Недвижно пролежал я полтора месяца.

Сняли гипс – нога не гнётся.

– Доктор… А вы… сломайте ногу и сложите правильно по-новой… – пролепетал я в страхе.

– Мальчик… Мы лечим. А не ломаем. Радуйся! Такая нога! Ходить можешь!

– Так она ж не гнётся!

– Будешь ходить гордо. Как Байрон! Как Грушницкий! Можешь же ходить! Чего ещё надо? Как мёд, так большой ложкой!

Через несколько дней я почувствовал, что смогу дойти до дома, и однажды вечером – медсестра увеялась в кино, клуб и больничка жили у нас под одной крышей, их разделяла лишь фанерная перегородка – я на костылях потащился из центра совхоза к себе на пятый.

До дома лились четыре километра, и я тоскливо костылял часа четыре.

Я не мог смириться с негнущейся ногой.

«Надо в колене сломать! А там она, умничка, сама правильно срастётся!» – твердил я самому себе.

Сломать…

Это легко сказать.

Как сломать?

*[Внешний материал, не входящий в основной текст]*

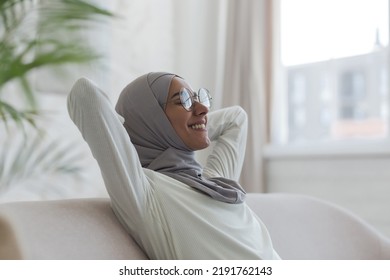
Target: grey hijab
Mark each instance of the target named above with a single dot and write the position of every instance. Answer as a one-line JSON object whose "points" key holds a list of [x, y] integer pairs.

Стукнуть палкой?

На это у меня не хватало духу.

У койки, у моего изголовья, стоял мой велосипед.

«Гм… А вел мне не поможет?»

Я поднял сиденье так высоко, что до педалей в верхней точке едва дотягивался пальцами ног.

И стал потихоньку опускать сиденье.

Сегодня на полсантиметрика, через неделю ещё на полсантиметрика…

Когда к подошве приближается педаль, я осторожненько её встречаю, чуть-чуть утягиваю-приподымаю ногу и так же тихонько жму на педаль, гоню вниз.

Неправда, придёт момент, я забуду про осторожность, и педаль неожиданно так саданёт в подошву, что сломается нога в коленке.

И такой случай пришёл.

Я тогда упал с велика в канаву.

В коленке вроде хрустнуло. Но всё обошлось.

Бог миловал, от меня ничего не отвалилось.

Моя нога снова сильно опухла, стала толстой красной колодой.

В совхозную больничку я не поехал.

А стал дома каждое утро парить ногу в высоком тощем бидоне.

И мало-помалу моя нога стала потихоньку сгибаться.

Примерно через месяц моя пяточка добежала не до Берлина, – зачем нам такая чужая даль? – а до демаркационной линии.[24 - Демаркационная линия – углубление между ягодицами.]

Большего счастья мне и не подавай!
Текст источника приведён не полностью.